Вдруг дикий крик там, высоко, наверху, над лестницей.
– А-а-а-а-а! А-а-а-а!
Крик мальчишеский, звонкий, взахлеб.
Я поднимаюсь по лестнице. На крыльце стоит мальчонка, весь перепачканный землёй и кровью.
– Ты ранен?
Ощупываю его. Трясёт башкой.
– Никак нет… нет, товарищ доктор! Цел я! Там два грузовика с бойцами разбомбили! Раненых бойцов к вам в лазарет везли! К вам! Кого в лепешку, кто жив ещё! Спасите их! Спасите!
Опять орёт и ревёт белугой.
Я крепко прижимаю его головёнку к своему животу.
– Эй, хватит вопить. Ты же мужик. Ну! Ты же мужик!
Орать перестаёт. Глядит на меня. Глаза светлые, небесные.
– Мужик…
– Сейчас они улетят. У нас есть машина. Туда скатаем и заберём, кого сможем.
– Ух… спасибо…
– Погоди благодарить. Надо дело сделать.
Я отряжаю на спасение раненых госпитальную машинёшку. Люди выползают из подвала, тянут больных наверх, в палаты. Сам трясусь в машинёшке туда, к месту ужаса. Со мной едет санитар. Прибываем. Трупы и живые валяются на земле вперемешку. Кто стонет, кто кричит, кто молчит, кто умолк навек. Я хожу меж раненых и проверяю, кто жив, а кто нет. Щупаю артерию на шее, за ухом. Мертвецам закрываю глаза. Их надо похоронить. А то глаза вороны выклюют. А тела начнут истлевать и гнить, и зараза потечёт по земле, по весенним ручьям, и достигнет других жизней, и отравит их.
А разве только поэтому их надо похоронить? А может, ещё почему-то надо?

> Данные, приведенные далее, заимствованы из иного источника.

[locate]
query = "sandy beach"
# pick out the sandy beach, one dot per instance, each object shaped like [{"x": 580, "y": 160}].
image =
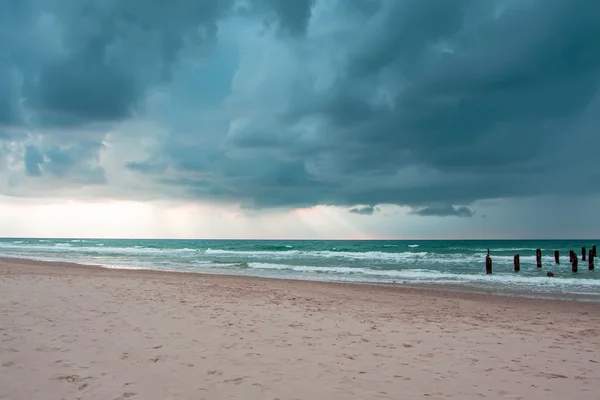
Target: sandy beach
[{"x": 82, "y": 332}]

Санитар, шофер и я, мы подхватываем живых и несём в машину. Места мало. На заднее сиденье мы можем уложить двоих, от силы троих. Придётся сделать много рейсов. Народу тут изрядно. Убито почти половина. Человек пятнадцать живых. Пятнадцать жизней, разве это мало? На войне привыкаешь считать народ поголовно, как скот. Рота, взвод, батальон. Численность! Количество! Госпиталь – та же картина. Я всё время считаю больных. И выбывших из строя, сиречь, мёртвых, в военно-полевой ведомости отмечаю.
Кто-нибудь и меня когда-нибудь в какой-нибудь ведомости отметит.
Дескать, жил-поживал такой-то и из жизни выбыл. Обычное дело на войне.
И в мире обычное.
Всё всегда и везде обычно. Ничего нового нет. Ни под солнцем, как это говорится, ни под луной. Ни под ножом, ни под ружьем. Я ловил себя на мысли: неважно, как ты умрёшь. Важно, что это нельзя отодвинуть.
Если я это пишу, значит, я живой. И всё по-настоящему. А чем мир настоящий отличается от мира выдуманного? Да ничем. Кто поручится, что всё, записанное бородатыми летописцами, правда? Что всё в газетах – правда? Что всё в романах, стихах и тому подобных увеселениях – правда? Правды нет. Есть только сия минута. Ты в ней, внутри неё. Проживаешь её. Но даже ты не знаешь, окружает тебя правда или ложь. Ты не хочешь лжи. Ты сопротивляешься! Бьёшься! Ты не веришь в войну: снаряды рвутся не рядом со мной, люди падают в грязь под огнём не здесь, вокруг меня, а во сне! В моём сне! Мне всё снится! Я сплю! Сейчас проснусь!
Глупое желание. Все глупые желания несбыточны. Даже из страшного сна никто не вылезает. Там и остаётся. И сходит с ума.
Бедняге кажется, что с ним всё хорошо. А все видят: сумасшедший. Кто жалеет. Кто лечит, иногда насильно. Кто прогоняет прочь. Кто на что способен. Мне сказали, есть такая порода людей, юродивые, они при монастырях обитают. Богу молятся за нас, грешных. Будто юродивый этот не грешен. Ещё как грешен! Смотря что считать грехом. Я никогда не бывал в церквях, их только издали наблюдал. Так, цапну глазом и дальше побегу. Некогда. Надо в госпиталь успеть, три операции назначено, надо в академию, надо на склад, вату-марлю заказали, с машиной договориться. Надо то, надо сё. Какая церковь, о чём вы, люди. Церковь и без меня проживёт, а вот больные без меня не проживут. Помрут.